Eén, hooguit twee keer per jaar heb ik een dag waarop ik wens dat ik in de baarmoeder gebleven was … en gisteren had ik zo’n dag. In het Frans noemt men dergelijk gevoel van onbehaaglijkheid de cafard en we mogen het woord ook graag in Vlaanderen gebruiken, want ik geloof niet dat er een Nederlands equivalent voor bestaat en met een letterlijke vertaling, kakkerlak, schieten we niet veel op.

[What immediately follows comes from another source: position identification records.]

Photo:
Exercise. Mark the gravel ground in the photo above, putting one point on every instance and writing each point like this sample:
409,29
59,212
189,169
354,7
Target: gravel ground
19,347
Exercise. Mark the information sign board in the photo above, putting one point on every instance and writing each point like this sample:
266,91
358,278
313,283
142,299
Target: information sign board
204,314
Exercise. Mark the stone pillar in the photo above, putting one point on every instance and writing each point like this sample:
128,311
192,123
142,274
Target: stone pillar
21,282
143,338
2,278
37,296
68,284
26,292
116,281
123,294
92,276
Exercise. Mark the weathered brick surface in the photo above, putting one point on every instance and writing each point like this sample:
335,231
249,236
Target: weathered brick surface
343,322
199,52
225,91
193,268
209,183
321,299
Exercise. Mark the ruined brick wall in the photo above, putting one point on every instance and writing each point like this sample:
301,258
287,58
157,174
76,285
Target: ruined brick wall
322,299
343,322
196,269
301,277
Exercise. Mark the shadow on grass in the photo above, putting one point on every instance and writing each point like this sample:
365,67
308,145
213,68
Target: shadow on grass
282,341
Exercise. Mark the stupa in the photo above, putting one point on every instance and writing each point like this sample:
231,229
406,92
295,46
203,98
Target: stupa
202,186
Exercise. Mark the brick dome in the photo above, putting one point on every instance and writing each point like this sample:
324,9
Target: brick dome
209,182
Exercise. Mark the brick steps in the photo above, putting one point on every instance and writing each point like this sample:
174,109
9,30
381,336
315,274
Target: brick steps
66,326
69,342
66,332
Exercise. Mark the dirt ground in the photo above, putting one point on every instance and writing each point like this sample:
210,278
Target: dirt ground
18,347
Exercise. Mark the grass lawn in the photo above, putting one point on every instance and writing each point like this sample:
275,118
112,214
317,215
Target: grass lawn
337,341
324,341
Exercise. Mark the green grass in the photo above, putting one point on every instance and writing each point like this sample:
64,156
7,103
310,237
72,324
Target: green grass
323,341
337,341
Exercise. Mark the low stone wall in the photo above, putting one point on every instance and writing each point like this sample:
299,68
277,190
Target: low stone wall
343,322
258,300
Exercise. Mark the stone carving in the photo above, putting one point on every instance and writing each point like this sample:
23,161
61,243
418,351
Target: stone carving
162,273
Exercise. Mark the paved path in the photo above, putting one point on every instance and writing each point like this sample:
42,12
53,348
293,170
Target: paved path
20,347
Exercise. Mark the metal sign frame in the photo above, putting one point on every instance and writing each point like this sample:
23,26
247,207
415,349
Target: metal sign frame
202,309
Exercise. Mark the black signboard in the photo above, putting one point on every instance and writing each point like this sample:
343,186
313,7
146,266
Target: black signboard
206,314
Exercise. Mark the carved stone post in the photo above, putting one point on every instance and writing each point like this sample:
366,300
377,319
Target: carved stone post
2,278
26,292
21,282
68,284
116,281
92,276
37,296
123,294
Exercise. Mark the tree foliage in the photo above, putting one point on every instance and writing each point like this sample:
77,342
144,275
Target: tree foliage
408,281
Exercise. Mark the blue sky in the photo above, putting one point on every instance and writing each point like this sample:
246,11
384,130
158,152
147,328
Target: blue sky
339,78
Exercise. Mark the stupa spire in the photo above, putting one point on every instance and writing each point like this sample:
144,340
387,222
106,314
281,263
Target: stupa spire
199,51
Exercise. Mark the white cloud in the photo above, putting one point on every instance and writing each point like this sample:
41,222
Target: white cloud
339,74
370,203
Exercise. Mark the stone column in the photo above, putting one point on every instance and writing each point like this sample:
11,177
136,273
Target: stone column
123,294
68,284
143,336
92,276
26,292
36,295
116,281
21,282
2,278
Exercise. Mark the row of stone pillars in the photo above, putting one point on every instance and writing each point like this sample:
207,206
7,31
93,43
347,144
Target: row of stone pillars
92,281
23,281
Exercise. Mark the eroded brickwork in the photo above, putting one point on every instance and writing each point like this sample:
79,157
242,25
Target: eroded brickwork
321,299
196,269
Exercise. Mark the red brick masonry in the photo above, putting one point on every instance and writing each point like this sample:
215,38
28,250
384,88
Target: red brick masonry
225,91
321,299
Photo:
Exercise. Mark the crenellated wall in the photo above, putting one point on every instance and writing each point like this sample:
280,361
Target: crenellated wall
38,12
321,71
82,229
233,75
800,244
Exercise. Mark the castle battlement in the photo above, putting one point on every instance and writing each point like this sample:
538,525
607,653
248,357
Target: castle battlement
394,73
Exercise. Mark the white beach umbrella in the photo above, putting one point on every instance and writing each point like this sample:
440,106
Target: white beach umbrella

Gisteren had ik de cafard en niet zo’n klein beetje. Ik wist het al meteen bij het opstaan: vandaag bak ik er niks van. Omdat een van mijn poezen de schaapsvacht naast het ledikant inpalmde, diende ik noodgedwongen met het verkeerde been uit bed te stappen. Ik mag ’s morgens nochtans graag het gekrieuwel van wol onder mijn voetzool en tussen mijn tenen voelen. Het is een aangenaam begin van de dag, maar gisteren moest ik dat dus ontberen.

Na het gebruikelijke ochtendritueel diende ik me naar de supermarkt te begeven voor de maandelijkse foerage. Het behoort anders al niet tot mijn favoriete bezigheden en gisteren was dat nog veel minder het geval. Ik had verschrikkelijk de pest in. Het zal rond een uur of elf geweest zijn dat ik eindelijk op mijn bureaustoel kon plaatsnemen en toen ik daar ongeveer een kwartier zat, was er nog geen letter op papier of scherm verschenen. Er kwam niets. Ik voelde me compleet ontworteld en waar mijn hersenen anders nauwelijks de opborrelende woorden en zinnen konden bolwerken, heerste er grote en stille leegte in mijn hoofd.

Ik besloot de steven naar Brugge te wenden, want als er iets is dat me van muizenissen vermag te bevrijden dan is het wel deze stad. Terwijl ik wat at, omringd door een nochtans gezellig grootmoedersinterieur, meende ik een zielige indruk te maken door daar zo helemaal alleen, zonder gezelschap of een beetje aanspraak, aan een tafeltje te zitten. Weg! Ik bezocht een museum, dwaalde door straten en stegen … en kon nog steeds mijn draai niet vinden.

Ik reed naar Oostende en toen ik daar arriveerde, was het bijna donker. Aan de voet van de vuurtoren, Lange Nelle, ligt er een klein strandje, dat bijna niemand kent en dus meestal verlaten is. Daar zat ik toen duisternis de zee overwoekerde en ik enkel nog het gebruis der golven hoorde. Boven mij zwiepte het witte licht van het baken door de avond en terwijl ik ernaar keek, zag ik hoe een vliegtuig door de hemel naar een wellicht exotische bestemming spoorde.
“Waar gaan jullie heen?” riep ik.

En terwijl ik dat riep, vielen de beslommeringen van me af. De cafard loste op in het niets. Ik voelde me herboren. De oneindige zee, een onvermurwbare vuurtoren, de lokroep van onbestemde verten … meer heb ik niet nodig.